Among other professors with open doors and helpful thoughts, I thank Nicholas Watson, James Simpson, and Amanda Claybaugh. Harvard also provided me with a fantastic graduate student community: here my greatest debt is to the eighteenth-century and romanticism colloquium and its redoubtable founding coordinator, Matt Ocheltree; thanks also to Dan Shore, Tom Fehse, Fred van der Wyck, Sarah Wagner-McCoy, Sam Foster, and Nick Donofrio. Luke Leafgren and Lindsay Noll went above and beyond the call of friendship in opening their home to me in my final year at the Society. Make new friends and keep the old: my formative grad school years were enriched throughout by dialogue with Peter Fairfield, John Leigh, Peter Hartman, Laura Yoder, Peter Dula, Mark Metzler-Sawin, Lee Good, and Janneken Smucker. Three cheers also to librarians like Laura Farwell Blake and John “Horace Rumpole” Overholt.
Finding my way in the wider world of eighteenth-century studies, I came under the influence and patronage of two major figures in the field, Adam Potkay and Stuart Sherman. Both have given me opportunities and support that the footnotes to their works in what follows cannot convey. I am also grateful for the friendship and assistance of Adam Rounce, Tony Lavopa, Rosemary Dixon, Derek Taylor, Robert Demaria, and Billy Flesch, as well as the opportunities provided by the Yale Boswell Projects and Rare Book School.
At the Harvard Society of Fellows, I found new sources of insight in conversation with Gregory Nagy and Noah Feldman among the grownups and Marta Figlerowicz, Martin Hägglund, Timothy Barnes, Eric Nelson, and Jo Guldi among the kids. Thanks also to Diana Morse, Kelly Katz, and Wally Gilbert.
I know how lucky I am to have wonderful colleagues at Dickinson College. Particular thanks go to Siobhan Philips, Carol Ann Johnston, Wendy Moffat, and Tom Reed. Thanks also to the Dickinson College Research and Development Committee. Beyond the limestone, other institutions and organizations that deserve warm thanks for paying the bills while I was reading books include the Mellon Foundation and the American Council of Learned Societies, which generously provided dissertation completion funding; Harvard’s Milton Fund; and Dunster and Lowell Houses.
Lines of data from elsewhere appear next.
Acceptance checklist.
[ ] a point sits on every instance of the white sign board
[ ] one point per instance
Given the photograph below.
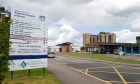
(28, 34)
(27, 64)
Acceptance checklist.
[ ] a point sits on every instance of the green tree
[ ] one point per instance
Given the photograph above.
(4, 46)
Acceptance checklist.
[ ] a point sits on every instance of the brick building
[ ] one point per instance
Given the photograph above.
(65, 47)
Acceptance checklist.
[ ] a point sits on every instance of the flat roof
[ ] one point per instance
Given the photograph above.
(119, 44)
(66, 43)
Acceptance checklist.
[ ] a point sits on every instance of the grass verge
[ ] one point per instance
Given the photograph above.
(101, 57)
(21, 77)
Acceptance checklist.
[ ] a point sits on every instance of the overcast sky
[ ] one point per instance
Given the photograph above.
(69, 19)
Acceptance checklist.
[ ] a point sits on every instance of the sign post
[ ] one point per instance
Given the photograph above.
(28, 34)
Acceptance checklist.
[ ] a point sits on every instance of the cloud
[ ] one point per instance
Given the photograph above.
(81, 14)
(126, 36)
(63, 33)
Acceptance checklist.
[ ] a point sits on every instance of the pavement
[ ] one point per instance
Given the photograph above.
(93, 71)
(68, 75)
(128, 56)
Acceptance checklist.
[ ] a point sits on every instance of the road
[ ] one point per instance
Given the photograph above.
(71, 70)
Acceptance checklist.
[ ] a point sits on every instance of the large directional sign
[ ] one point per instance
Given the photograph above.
(28, 36)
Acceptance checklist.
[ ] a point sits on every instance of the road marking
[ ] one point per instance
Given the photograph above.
(113, 72)
(90, 75)
(115, 81)
(86, 72)
(124, 81)
(103, 72)
(134, 82)
(101, 67)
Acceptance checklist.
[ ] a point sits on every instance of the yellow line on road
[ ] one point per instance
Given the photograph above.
(103, 72)
(101, 67)
(113, 72)
(124, 81)
(115, 81)
(134, 82)
(90, 75)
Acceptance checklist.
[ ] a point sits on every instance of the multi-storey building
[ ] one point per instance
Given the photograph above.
(102, 37)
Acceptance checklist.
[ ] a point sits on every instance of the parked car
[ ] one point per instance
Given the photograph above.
(51, 54)
(119, 52)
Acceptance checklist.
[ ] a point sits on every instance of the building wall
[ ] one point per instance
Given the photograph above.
(113, 38)
(138, 39)
(86, 39)
(102, 37)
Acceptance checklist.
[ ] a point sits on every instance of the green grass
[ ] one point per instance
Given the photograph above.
(21, 77)
(102, 57)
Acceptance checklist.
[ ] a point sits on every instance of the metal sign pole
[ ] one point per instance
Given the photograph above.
(29, 73)
(11, 72)
(44, 72)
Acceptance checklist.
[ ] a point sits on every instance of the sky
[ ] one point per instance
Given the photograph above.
(69, 19)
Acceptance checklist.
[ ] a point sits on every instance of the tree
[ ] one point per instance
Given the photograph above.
(4, 46)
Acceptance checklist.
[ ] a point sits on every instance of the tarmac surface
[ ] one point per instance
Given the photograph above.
(105, 72)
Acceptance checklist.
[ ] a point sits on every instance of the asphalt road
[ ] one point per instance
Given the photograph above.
(100, 72)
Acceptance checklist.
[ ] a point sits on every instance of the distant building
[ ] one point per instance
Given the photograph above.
(65, 47)
(138, 39)
(102, 37)
(106, 43)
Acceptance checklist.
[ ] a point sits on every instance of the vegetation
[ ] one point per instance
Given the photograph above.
(21, 77)
(4, 46)
(101, 57)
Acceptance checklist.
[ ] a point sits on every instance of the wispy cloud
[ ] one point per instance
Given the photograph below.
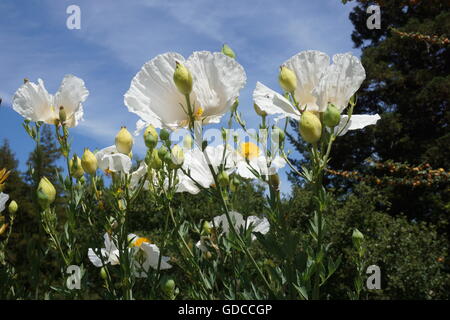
(117, 38)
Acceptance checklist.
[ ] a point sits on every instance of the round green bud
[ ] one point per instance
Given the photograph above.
(76, 169)
(103, 273)
(177, 157)
(278, 135)
(124, 141)
(13, 207)
(169, 287)
(182, 78)
(62, 115)
(164, 134)
(89, 162)
(155, 160)
(46, 193)
(223, 179)
(258, 111)
(310, 127)
(164, 154)
(150, 137)
(332, 116)
(206, 227)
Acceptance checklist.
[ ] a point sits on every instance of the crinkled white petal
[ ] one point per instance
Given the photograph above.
(217, 80)
(357, 121)
(3, 199)
(110, 159)
(309, 66)
(153, 95)
(272, 102)
(221, 222)
(196, 164)
(33, 102)
(152, 254)
(95, 259)
(71, 94)
(340, 82)
(110, 253)
(138, 175)
(259, 225)
(263, 165)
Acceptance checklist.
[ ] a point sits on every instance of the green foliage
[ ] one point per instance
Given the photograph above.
(412, 255)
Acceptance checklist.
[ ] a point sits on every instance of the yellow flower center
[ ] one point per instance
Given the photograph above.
(139, 241)
(249, 150)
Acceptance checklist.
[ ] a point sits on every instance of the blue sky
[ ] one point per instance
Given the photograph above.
(117, 37)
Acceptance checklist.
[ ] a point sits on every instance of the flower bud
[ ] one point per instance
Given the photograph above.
(13, 207)
(331, 116)
(62, 114)
(75, 167)
(226, 50)
(183, 79)
(46, 193)
(169, 287)
(278, 135)
(164, 154)
(274, 181)
(164, 134)
(188, 142)
(258, 111)
(357, 237)
(155, 160)
(150, 137)
(223, 179)
(177, 156)
(3, 228)
(103, 273)
(206, 227)
(89, 162)
(124, 141)
(310, 127)
(287, 79)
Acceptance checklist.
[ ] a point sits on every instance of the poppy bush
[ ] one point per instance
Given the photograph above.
(234, 252)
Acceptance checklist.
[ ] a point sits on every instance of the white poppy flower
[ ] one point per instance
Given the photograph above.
(33, 102)
(109, 253)
(250, 157)
(109, 159)
(196, 164)
(3, 198)
(318, 84)
(258, 224)
(154, 97)
(146, 255)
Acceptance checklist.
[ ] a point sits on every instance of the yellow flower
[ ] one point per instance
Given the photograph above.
(249, 150)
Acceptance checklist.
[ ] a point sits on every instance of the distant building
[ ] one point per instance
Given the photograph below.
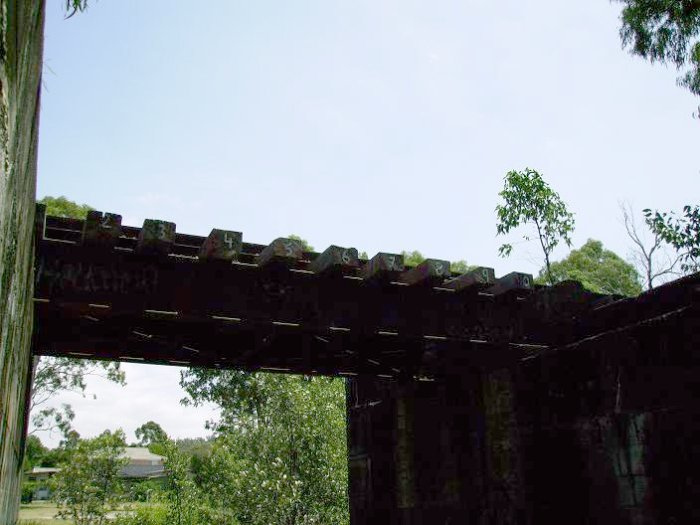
(142, 464)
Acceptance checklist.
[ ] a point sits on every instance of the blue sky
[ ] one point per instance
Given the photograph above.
(382, 125)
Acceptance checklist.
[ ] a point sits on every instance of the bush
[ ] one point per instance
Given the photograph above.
(151, 515)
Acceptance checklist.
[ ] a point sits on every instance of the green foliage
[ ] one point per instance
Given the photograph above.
(75, 6)
(599, 270)
(142, 515)
(528, 200)
(150, 433)
(62, 207)
(34, 453)
(183, 499)
(682, 232)
(280, 453)
(88, 487)
(665, 31)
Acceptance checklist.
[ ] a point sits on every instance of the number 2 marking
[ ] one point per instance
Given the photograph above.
(289, 246)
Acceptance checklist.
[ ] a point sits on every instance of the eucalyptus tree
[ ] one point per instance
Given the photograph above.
(529, 201)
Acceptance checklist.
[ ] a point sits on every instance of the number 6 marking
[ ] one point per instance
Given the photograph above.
(228, 241)
(289, 246)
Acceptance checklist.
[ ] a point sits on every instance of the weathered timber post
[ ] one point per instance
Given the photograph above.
(21, 48)
(404, 451)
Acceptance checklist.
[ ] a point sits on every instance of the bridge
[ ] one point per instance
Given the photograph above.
(150, 294)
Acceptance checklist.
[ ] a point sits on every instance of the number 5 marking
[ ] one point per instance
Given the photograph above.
(228, 241)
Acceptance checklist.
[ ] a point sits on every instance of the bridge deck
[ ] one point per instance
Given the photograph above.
(149, 294)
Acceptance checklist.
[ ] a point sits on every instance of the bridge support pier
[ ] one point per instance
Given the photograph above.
(602, 431)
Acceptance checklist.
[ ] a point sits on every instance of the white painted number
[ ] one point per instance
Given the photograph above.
(162, 231)
(289, 247)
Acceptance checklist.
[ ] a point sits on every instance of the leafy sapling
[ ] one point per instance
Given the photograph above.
(528, 200)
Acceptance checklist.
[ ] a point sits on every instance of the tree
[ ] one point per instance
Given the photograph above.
(649, 255)
(87, 487)
(62, 207)
(150, 433)
(280, 452)
(528, 200)
(665, 31)
(60, 374)
(597, 269)
(682, 232)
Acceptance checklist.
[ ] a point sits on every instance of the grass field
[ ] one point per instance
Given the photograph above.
(43, 512)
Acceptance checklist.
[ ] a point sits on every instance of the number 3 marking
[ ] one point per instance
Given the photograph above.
(228, 240)
(289, 246)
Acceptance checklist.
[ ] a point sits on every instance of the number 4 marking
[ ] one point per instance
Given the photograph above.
(228, 240)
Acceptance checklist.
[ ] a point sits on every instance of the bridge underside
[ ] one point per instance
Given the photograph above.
(104, 290)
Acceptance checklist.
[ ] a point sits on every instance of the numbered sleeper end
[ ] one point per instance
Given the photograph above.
(383, 266)
(221, 245)
(156, 237)
(102, 229)
(514, 282)
(430, 272)
(335, 259)
(281, 251)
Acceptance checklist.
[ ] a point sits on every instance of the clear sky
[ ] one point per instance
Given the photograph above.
(384, 125)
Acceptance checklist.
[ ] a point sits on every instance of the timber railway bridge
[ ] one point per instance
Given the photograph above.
(471, 398)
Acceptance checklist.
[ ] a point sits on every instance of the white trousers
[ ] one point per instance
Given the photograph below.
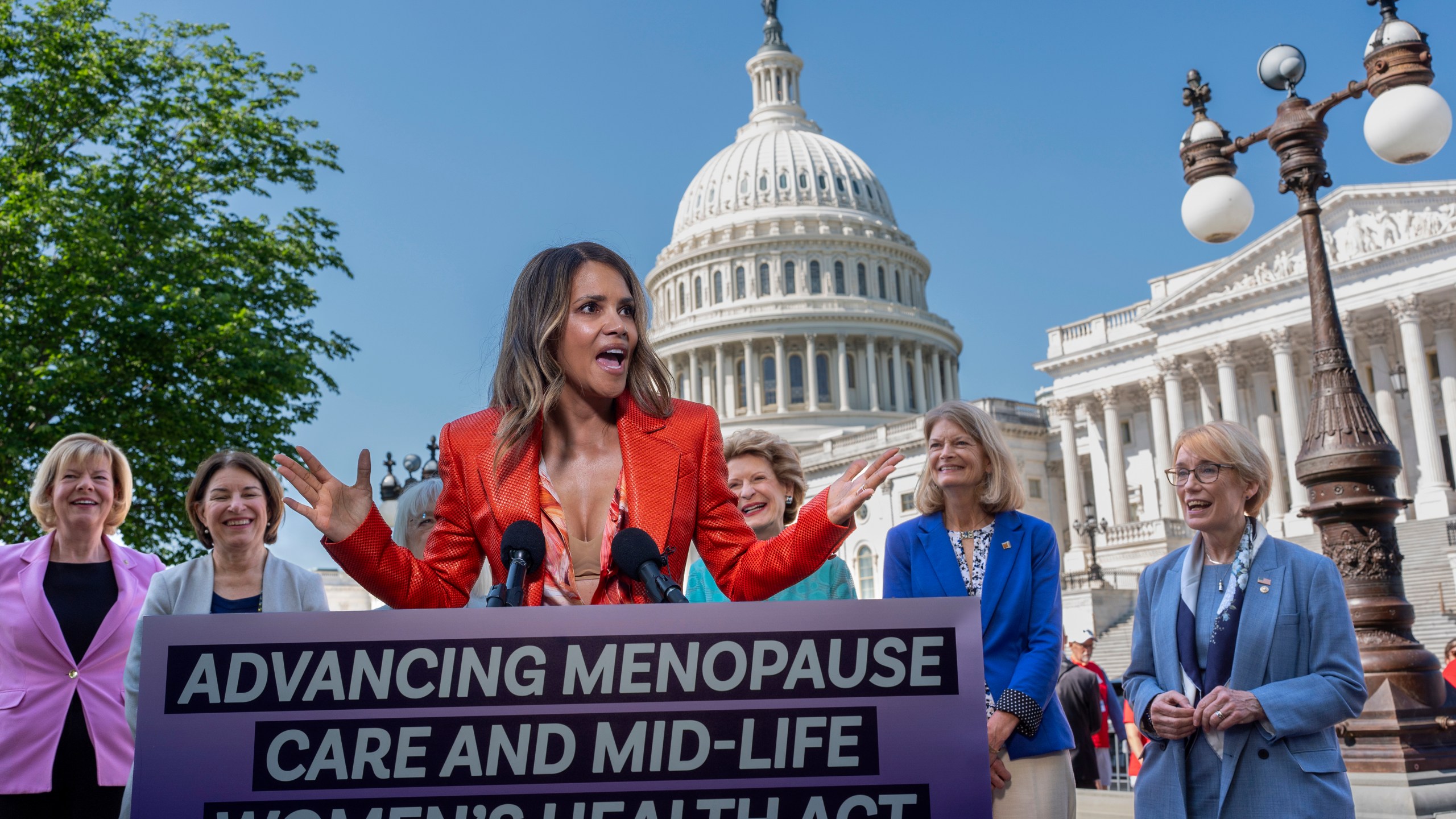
(1040, 787)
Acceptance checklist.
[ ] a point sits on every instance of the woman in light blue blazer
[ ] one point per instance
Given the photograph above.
(970, 540)
(235, 503)
(1244, 655)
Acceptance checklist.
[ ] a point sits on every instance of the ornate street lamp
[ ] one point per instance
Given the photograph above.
(1091, 528)
(1347, 461)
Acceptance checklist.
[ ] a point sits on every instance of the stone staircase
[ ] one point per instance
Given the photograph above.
(1428, 579)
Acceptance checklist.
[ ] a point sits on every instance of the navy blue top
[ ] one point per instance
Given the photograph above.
(223, 605)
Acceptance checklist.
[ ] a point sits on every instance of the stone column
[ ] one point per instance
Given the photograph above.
(1290, 421)
(812, 375)
(1173, 387)
(935, 377)
(1378, 336)
(1064, 414)
(897, 371)
(1446, 363)
(1222, 356)
(1264, 426)
(781, 377)
(695, 382)
(843, 372)
(1116, 464)
(750, 379)
(1163, 448)
(872, 374)
(724, 401)
(919, 378)
(1433, 491)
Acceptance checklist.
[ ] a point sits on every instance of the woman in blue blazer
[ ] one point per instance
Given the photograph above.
(970, 540)
(1244, 655)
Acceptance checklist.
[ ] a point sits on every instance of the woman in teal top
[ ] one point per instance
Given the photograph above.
(765, 473)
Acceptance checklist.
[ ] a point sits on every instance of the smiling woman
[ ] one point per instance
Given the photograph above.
(583, 439)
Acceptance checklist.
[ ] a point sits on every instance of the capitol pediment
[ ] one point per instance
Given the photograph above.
(1363, 225)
Material from my first chapter, “The Afterlife and the Spectator,” is reprinted with permission from SEL: Studies in English Literature 1500–1900 51, no. 3 (Summer 2011), where it appeared in a slightly different form.
The University of Virginia Press was kind enough to place this book in the illustrious company of winners of the Cowen Memorial Prize, but as I told my editor, Angie Hogan, when I got this news, it was the Hogan Prize of working with her and the Press’s capable staff that I valued more.
I’ve got a big family, and they’re a big part of my life. Thanks and love to Ruth, Timothy, Micah, Hannah, David, Laura, Pierrick, Sebastien, Rebecca, Rose, Bruce, Christian, Andrew, Daniel, Jacob, Katie, Tim, Grant, Miriam, Susy, Dan, Kathy, John, Joshua, Christine, Mary, Maggie, Hannah, Grace, Nathaniel, Miriam, Thomas, Ruth, Esther, Peter, Bethany, Elizabeth, James, Esau, Andrew, Molly, Helen, Albert, Lydia, Emily, David, Elaine, Robert, Amy, Eloise, John, and Suzanne. We remember Arthur and Esther in Columbus and Grant, Ruth, Allen, and Reuben in Lindale.
I also have my own family, which is the biggest part of my life. This book is dedicated to Felix, to Emily, and above all to Laura, with whom being there together is enough.